Law of unintended consequences
Policymakers operate under specific mandates and with incomplete information. The new financial regulations they design can often contain embedded “constraints” that lead to unintended consequences and contribute to amplification mechanisms.
Such indirect effects can lead to feedback loops, undesirable coordination, and a lack of diversity within the market. Designing a robust regulatory regime is difficult because it is hard to predict how participants’ individual motives will come together to produce overall behaviour in the market.
Unfortunately, many such rules may be effective in preventing some types of risk whilst at the same time creating new, perhaps hidden, sources of risk. These include:
-
Tighter bank regulations that led to the emergence of the shadow banking system.
-
Capital regulations that enabled financial institutions to report healthy capital levels while actually holding decreasing levels of effective capital.
-
The requirement for all banks to be prudently run, which can create systemic risk if it prompts the sale of risky securities in response to a shock, thus creating downward spirals in asset prices, forcing more sales and further depressing prices, resulting in a crisis.
There are four areas in which SRC researchers will investigate how regulators can produce rules that are more likely to have positive consequences. This will require an interdisciplinary approach and the SRC will therefore bring together researchers from financial economics, law and political science.
1. Political and financial risk
The ongoing interaction between the political system, financial regulators and market participants can create endogenous feedback loops. Before a crisis, politicians are likely to celebrate the build-up of excesses and attempt to prevent any effective action by the regulators. Post crisis, they may want to demonstrate their toughness by clamping down excessively on the financial system. This leads to pro-cyclicality – the correlation between asset prices and the state of the economy that tends to amplify the ups and downs of business cycles.
Our research will seek a better understanding of the policymaking process that encourages laws that may not have been fully thought through, perhaps because of politicians’ short-term electoral horizons or because of the horse-trading that imposes many rules on a single law that is approved without any detailed debate about their precise intended consequences. Researchers will study the political origins of risk, specifically how rules of decision-making influence the distribution of risk among different parties.
2. The law and systemic risk
It is essential that future financial regulation reduces the danger of the way laws are structured adding to systemic risk.

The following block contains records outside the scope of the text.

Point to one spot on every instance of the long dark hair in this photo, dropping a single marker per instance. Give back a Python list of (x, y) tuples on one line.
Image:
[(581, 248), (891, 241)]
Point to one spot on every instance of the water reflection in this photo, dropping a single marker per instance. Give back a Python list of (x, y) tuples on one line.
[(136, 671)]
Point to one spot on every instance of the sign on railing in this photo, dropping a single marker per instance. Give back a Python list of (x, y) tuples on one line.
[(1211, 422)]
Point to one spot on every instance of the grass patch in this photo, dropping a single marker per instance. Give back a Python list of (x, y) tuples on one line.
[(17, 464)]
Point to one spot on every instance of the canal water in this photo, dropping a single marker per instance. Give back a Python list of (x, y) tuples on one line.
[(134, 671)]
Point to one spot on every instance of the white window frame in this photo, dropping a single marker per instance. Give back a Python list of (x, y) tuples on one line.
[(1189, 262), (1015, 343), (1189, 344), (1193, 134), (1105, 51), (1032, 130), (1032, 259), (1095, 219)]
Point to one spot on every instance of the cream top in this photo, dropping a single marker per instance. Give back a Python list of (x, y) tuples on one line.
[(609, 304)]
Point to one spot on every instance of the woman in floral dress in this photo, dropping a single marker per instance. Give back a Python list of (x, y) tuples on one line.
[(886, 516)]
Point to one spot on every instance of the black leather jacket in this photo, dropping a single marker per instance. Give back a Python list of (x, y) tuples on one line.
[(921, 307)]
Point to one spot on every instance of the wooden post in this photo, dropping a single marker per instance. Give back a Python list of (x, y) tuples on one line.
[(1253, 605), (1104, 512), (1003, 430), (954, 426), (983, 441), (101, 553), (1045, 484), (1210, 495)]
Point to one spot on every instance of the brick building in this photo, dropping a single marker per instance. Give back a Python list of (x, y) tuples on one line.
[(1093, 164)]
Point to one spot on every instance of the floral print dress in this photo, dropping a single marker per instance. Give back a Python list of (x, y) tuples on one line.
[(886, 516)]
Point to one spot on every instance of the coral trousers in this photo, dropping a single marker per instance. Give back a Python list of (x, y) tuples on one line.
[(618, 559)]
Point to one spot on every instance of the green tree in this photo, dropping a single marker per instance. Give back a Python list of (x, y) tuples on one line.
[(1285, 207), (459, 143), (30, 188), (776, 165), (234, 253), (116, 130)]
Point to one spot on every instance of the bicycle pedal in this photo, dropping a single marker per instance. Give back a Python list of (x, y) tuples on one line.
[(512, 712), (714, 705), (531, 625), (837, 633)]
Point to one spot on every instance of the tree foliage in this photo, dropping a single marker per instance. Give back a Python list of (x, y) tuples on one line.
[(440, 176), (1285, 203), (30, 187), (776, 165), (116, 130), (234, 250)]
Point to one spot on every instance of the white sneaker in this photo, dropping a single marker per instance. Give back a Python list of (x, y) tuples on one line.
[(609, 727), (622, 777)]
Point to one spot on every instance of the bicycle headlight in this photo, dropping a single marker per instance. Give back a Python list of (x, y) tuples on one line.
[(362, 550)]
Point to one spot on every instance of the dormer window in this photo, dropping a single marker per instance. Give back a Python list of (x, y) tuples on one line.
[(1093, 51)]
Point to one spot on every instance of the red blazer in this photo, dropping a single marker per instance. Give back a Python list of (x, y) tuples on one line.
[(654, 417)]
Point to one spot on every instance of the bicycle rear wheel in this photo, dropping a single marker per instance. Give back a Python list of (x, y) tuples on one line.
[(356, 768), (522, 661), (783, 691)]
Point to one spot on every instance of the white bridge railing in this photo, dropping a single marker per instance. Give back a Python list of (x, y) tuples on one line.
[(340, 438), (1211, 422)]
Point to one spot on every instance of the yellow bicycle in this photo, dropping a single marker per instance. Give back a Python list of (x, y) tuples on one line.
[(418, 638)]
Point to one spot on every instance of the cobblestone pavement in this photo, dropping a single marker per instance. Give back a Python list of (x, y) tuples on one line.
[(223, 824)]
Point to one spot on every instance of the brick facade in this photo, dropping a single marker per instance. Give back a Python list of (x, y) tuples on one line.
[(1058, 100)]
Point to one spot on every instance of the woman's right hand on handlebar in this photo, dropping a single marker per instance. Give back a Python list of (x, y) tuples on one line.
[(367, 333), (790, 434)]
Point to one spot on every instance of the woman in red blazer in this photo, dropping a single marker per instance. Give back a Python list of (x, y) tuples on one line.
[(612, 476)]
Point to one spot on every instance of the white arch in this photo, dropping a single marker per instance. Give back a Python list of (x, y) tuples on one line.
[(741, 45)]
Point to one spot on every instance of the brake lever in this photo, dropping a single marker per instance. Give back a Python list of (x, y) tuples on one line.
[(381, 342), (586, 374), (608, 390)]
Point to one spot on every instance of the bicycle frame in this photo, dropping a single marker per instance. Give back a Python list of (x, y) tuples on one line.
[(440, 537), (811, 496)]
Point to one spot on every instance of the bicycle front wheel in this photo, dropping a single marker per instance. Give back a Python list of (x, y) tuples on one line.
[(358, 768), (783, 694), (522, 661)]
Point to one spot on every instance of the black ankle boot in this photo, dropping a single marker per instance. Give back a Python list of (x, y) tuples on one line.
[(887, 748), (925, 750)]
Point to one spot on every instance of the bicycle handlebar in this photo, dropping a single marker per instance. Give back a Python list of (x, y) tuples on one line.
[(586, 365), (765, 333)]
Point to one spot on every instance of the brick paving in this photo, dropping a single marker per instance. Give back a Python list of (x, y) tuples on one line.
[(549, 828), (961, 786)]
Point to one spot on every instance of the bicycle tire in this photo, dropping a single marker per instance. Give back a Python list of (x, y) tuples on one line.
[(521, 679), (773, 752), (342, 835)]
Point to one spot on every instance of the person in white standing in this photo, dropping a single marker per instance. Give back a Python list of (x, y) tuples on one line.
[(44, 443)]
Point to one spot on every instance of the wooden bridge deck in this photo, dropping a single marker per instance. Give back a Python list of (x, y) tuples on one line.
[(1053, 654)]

Clear, elegant and internationally coordinated laws will remove uncertainty from the financial system.
The Centre’s researchers will investigate how legal rules can be devised that contribute to common knowledge and to transparency where such transparency is beneficial, but that manage to avoid exposing critical information that can reinforce feedback loops.
3. International and domestic regulations
Financial institutions, especially the larger ones, frequently operate internationally, yet financial regulations tend to be domestic. Even within the European Union there is a common market for banking services, but only a partial common regulatory structure and an embryonic banking union. Implementing and enforcing international rules and regulations has always been the hard part, not least for political reasons.
4. Macroprudential regulations
The concept of designing “macroprudential” regulations to reduce the systemic risk within the financial system as a whole has been a focus of attention for regulators since the global financial crisis. While not clearly defined, it captures the desire of society for robust rules to prevent crises and to cope with them when they do happen. They are the obverse of microprudential regulations, which seek to improve the soundness of individual financial institutions.
The development of the macroprudential agenda is very much in the early stages, and the SRC sees its involvement with that debate and engagement with policymakers as a fundamental objective. Particular focuses for research include whether macroprudential tools are sufficient enough to have much of an impact, and whether they can withstand the political pressure for pro-cyclicality and are genuinely counter-cyclical or only create the appearance of counter-cyclicality.
Aims of this research strand
The ultimate goal of this research strand is to develop a lens through which policymakers and regulators can establish regulations that do not create systemic risk, but instead lower the risk of, and mitigate the impact of, future crises. This will be done through thorough research to identify both good and bad examples of regulatory design. The academic research output from the SRC will therefore translate into practical policies and tools for policymakers.